The Lazarus Pit: Rata Blanca’s Magos, Espadas y Rosas

Welcome to The Lazarus Pit, a biweekly look at should-be classic metal records that don’t get nearly enough love, stuff that’s essential listening for students of extreme metal that you’ve probably never heard of.  Stuff that we’re too lazy to track down the band members to do a Hall Of Fame for.  This week, we are going south of several borders to the verdant plains of Argentina for wizards, swords, roses, and Rata Blanca’s Magos, Espadas y Rosas (Polydor).
Rata Blanca (White Rat, in case you were wondering) really could have become popular with power metal enthusiasts if they didn’t stick to their native language.  They were at least popular enough in their home country to sign with a major label, and according to their biography on All Music, this album, their second, sold over 1 million copies (which isn’t out of the question with a population of 40 million, but maybe they just meant that it went platinum in Argentina, which is a different number in each country, but anyway).  Still, when this came out in 1991, there was pretty much no chance of them crossing over to the states.  Not just because of the language barrier, but because of the musical barrier as well.

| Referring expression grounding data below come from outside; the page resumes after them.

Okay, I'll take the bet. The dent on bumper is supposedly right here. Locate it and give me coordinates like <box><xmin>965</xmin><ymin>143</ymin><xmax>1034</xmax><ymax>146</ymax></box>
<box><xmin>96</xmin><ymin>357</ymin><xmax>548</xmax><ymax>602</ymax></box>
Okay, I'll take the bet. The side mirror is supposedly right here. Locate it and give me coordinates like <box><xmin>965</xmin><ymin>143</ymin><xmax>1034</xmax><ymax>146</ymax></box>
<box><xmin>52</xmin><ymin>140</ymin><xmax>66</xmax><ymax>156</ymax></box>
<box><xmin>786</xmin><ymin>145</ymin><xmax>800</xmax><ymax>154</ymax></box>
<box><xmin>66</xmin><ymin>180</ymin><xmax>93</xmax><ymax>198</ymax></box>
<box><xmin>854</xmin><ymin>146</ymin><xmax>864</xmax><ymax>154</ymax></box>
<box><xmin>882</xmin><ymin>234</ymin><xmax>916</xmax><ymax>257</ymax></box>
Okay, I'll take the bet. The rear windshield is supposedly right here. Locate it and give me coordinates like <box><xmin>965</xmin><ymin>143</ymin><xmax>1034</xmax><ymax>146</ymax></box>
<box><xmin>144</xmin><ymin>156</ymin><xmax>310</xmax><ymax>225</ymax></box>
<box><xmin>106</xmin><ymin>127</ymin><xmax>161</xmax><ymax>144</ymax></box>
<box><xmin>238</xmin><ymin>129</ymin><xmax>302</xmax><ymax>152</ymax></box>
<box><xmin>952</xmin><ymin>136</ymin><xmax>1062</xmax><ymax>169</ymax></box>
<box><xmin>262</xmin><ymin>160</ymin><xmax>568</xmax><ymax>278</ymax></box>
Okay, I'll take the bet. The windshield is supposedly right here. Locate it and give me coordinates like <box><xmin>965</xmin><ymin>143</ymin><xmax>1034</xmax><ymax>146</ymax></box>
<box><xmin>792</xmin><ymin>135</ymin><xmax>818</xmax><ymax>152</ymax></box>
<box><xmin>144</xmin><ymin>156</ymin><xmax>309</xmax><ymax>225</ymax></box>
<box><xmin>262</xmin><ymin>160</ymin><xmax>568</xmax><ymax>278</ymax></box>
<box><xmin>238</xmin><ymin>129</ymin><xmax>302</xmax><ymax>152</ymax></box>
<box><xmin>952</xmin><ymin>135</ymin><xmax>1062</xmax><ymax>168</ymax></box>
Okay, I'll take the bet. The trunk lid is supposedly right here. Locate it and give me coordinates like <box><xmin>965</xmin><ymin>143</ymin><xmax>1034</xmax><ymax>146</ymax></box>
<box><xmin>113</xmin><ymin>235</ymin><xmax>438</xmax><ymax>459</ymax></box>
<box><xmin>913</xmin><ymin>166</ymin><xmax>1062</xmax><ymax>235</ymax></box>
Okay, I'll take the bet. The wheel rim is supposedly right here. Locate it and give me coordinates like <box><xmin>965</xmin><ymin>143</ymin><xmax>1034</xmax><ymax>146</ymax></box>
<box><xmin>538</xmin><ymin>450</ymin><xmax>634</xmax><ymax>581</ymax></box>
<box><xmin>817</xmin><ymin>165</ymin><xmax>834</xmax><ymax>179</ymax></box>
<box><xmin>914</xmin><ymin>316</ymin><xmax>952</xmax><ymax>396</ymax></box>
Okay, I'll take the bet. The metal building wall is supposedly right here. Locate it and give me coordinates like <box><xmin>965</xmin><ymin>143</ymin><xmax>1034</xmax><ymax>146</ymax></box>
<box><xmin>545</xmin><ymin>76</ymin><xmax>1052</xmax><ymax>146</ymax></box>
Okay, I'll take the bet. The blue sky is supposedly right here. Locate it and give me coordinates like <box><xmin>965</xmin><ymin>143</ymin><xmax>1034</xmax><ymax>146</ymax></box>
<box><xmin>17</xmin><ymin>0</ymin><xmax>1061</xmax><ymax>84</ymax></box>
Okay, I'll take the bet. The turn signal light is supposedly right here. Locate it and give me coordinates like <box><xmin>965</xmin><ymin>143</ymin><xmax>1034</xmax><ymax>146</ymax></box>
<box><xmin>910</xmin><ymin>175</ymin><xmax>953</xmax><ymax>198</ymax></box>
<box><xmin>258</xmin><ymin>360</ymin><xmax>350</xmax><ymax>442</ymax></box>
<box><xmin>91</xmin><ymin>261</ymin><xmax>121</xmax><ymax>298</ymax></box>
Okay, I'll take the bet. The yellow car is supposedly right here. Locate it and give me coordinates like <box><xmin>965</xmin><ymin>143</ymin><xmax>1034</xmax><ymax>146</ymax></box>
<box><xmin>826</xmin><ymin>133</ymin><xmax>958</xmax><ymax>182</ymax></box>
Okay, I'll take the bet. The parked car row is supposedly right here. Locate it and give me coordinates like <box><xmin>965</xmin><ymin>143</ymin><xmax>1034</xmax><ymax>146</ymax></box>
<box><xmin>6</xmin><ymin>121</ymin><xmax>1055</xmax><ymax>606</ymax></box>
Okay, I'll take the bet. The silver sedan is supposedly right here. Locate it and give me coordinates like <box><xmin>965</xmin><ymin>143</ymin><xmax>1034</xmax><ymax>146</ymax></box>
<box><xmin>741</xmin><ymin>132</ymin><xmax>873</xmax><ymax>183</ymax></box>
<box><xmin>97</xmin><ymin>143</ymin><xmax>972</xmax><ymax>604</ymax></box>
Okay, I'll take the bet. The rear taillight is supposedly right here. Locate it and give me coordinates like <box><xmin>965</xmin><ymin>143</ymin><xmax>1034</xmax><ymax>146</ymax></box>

See, Rata Blanca are one of those bands that find their way into this column frequently, a group that were concurrently well behind their time and well ahead of it.  After all, it had been 10-20 years since Rainbow, Deep Purple, and Yngwie J. Malmsteen’s Rising Force had been relevant/popular/good, but it would be a couple years before Sonata Arctica, Rhapsody of Fire, and Stratovarius really hit.  Obviously there was a lot of great European power metal during the 80s, but these guys don’t appear to have taken much influence from Helloween and the like.  Because of that, Magos, Espadas y Rosas makes for a good case study, acting as a bridge between 70s virtuoso hard rock and neoclassical modern power metal – and showing that the two styles aren’t actually that far apart.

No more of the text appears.